Moniz Bandeira - Eles financiam a criação dos jornais e blogs na internet, e rádios. Uma rádio foi criada em 2009, na Síria, mas funcionava na Inglaterra, com dinheiro americano. Os Estados Unidos destinaram na Síria, isso tudo documentado, entre 2005 e 2010 cerca de US$ 12 milhões. O orçamento de 2005 para 2006 foi de US$ 5 milhões.
 
 
GGN - A partir de 2002, após o atentado das Torre Gêmeas, teve a chamada Cooperação Internacional, que juntou o Ministério Público e as Polícias Federais de todos esses países para combater o crime organizado. Você chegou a analisar de que maneira os Estados Unidos estão se valendo disso, também, para as suas estratégias geopolíticas?
 
Moniz Bandeira - Eles faziam treinamentos como os militares na Academia do Panamá. Hoje eles não contam mais com os militares. Depois das ditaduras, eles viram que elas não deram certo. Por um lado, desmoralizaram os Estados Unidos, por causa dos direitos humanos. Por outro, os militares, de uma forma ou de outra são patriotas. Eles não estavam muito para o comunismo, mas não queriam ser submissos aos Estados Unidos. No Brasil, principalmente, no Peru, e mesmo na Argentina.
 
Eu tenho uma pesquisa em um dos livros meus sobre o voto do Brasil desde 1968 até o fim da ditadura. O Brasil votou muito mais vezes com os países neutros, e a União Soviética, a favor dos Estados Unidos.
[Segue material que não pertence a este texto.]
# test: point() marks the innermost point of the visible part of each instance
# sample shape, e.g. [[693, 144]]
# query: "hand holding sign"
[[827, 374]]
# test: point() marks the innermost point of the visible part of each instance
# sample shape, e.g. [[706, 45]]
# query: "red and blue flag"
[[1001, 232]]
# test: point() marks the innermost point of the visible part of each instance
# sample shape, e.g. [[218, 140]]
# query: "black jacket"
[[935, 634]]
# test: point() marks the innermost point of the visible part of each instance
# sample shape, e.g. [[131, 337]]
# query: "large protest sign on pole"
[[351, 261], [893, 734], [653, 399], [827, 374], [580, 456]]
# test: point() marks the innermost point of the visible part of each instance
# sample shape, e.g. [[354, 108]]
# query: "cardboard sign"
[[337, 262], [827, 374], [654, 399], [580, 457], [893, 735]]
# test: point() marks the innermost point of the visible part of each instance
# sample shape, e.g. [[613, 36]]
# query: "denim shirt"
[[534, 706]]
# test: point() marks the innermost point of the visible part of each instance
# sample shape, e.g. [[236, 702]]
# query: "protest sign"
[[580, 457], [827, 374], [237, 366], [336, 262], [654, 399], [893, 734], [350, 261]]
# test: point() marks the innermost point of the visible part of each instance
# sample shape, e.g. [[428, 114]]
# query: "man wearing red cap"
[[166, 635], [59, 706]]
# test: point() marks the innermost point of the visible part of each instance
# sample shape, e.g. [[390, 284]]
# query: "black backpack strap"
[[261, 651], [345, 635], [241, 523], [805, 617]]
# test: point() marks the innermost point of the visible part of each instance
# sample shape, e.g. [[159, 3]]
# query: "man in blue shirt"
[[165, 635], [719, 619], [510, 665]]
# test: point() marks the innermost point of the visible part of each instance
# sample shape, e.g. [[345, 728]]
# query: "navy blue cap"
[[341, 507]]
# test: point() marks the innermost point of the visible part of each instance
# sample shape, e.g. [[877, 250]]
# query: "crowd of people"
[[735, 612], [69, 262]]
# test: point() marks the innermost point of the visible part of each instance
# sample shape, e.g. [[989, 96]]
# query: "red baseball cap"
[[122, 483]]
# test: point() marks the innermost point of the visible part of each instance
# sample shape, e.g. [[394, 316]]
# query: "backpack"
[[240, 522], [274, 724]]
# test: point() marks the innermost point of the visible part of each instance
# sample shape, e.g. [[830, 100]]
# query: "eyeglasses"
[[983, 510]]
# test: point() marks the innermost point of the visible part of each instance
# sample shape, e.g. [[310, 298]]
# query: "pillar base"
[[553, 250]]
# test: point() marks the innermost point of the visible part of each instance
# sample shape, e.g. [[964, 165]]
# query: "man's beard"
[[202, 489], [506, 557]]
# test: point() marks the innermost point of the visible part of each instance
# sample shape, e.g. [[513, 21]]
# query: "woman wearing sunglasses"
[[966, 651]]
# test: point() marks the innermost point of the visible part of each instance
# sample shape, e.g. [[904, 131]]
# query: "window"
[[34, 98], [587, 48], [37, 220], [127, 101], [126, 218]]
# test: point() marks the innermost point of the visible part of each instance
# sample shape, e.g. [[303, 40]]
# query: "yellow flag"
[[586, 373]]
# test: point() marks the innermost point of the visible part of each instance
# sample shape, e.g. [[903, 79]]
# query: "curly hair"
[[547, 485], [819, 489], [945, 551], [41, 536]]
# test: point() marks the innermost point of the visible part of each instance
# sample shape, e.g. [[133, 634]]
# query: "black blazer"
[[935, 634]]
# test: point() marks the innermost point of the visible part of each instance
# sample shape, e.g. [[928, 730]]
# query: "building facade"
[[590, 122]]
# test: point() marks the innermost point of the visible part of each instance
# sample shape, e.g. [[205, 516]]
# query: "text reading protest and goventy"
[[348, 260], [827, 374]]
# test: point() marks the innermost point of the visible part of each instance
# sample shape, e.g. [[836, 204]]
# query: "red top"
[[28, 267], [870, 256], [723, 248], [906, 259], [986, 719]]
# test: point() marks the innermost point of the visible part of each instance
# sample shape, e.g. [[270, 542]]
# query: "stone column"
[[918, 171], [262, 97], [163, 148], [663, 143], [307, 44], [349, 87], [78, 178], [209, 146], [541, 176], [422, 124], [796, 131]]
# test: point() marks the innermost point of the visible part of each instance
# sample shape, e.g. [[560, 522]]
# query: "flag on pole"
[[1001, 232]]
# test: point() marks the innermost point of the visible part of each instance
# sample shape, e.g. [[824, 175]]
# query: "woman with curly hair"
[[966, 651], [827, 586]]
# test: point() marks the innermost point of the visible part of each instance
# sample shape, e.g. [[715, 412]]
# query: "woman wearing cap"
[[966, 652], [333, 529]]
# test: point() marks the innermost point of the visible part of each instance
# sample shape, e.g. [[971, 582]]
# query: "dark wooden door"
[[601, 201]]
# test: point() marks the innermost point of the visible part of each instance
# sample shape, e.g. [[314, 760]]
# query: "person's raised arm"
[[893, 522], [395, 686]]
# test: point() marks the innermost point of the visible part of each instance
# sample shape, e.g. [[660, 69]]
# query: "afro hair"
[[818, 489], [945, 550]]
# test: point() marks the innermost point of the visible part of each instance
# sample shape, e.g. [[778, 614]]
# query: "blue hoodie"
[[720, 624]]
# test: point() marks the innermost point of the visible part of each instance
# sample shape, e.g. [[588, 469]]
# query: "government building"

Eu tenho isso listado no livro "Brasil - Estados Unidos: a rivalidade emergente", quando eu estudo o regime militar. Inclusive, não obstante à custa dos direitos humanos, a Argentina também votou contra.
 
Eu não tenho dúvida de que no Brasil os jornais estão sendo subvencionados. De uma forma ou de outra, não sei como, mas estão. Não posso provar, mas é possível que por trás disso estejam as fundações de George Soros, que dão dinheiro aos jornalistas. Há jornalistas honestos. Mas há outros que estão na lista de pagamentos. Muitos desses jornalistas que eu sei estão nos Conselhos Fiscais de várias empresas estrangeiras. Ganham dinheiro com isso, escrevem no O Globo e em outros jornais.
 
Outro dia, o diretor geral da Polícia Federal declarou que muitos policiais, comissários e outros recebiam dinheiro da CIA diretamente em suas contas. Este é um conluio que devia acabar.
 
Por detrás disso tudo, não tenha dúvida que estão os recursos da USAID, que é um instrumento da National Endowment for Democracy, e das Fundações, que são várias, dos Soros e outras, por exemplo, que se opõem a certas construções de hidrelétricas no Brasil. Elas estão a serviço de empresas alemãs e usam como pretexto, sempre, a proteção da natureza, meio ambiente. A USAID, onde ela trabalha? Trabalha fora da embaixada. É uma organização "semi-oficial". A National Endowment for Democracy é financiada pelo Congresso, mas é também fora, recebe dinheiro do Congresso americano.
 
GGN - Se a gente pega a estrutura de poder dos Estados Unidos, falando da CIA, etc, não tem diferenças de orientação entre, por exemplo, o FBI, o Departamento de Estado, Departamento de Justiça?
 
Moniz Bandeira - Os Estados Unidos é um país muito complexo e contraditório. Isso está evidente na campanha eleitoral onde Sanders é dado como progressista, enquanto que, por parte dos republicanos, você vê a decadência. O Trump, em primeiro lugar, por que? Porque os outros são de Bush para pior. O Trump é maluco. Porém, a figura é o retrato da situação.
 
Quando recebi o Doutor Honoris Causa da Universidade da Bahia, eu disse que uma potência é muito mais perigosa quando está a perder a hegemonia do que quando constrói o seu império. Quando constrói o império, ela necessita ser aceita. Mas quando está perdendo... Como agora, os Estados Unidos não dominam mais, não têm mais o poder que tinham antes. Eu digo poder, porque, por exemplo, não influi mais sobre Israel. Os assentamentos continuam, não obstante a oposição dos EUA. Porque o lobby judaico dos Estados Unidos não deixa. E o governo de Israel mantem os assentamentos porque, realmente, não admite que haja dois estados. Isso, ideologicamente, já vem de muitos anos. Os Estados Unidos querem que todas as ideias se abalem.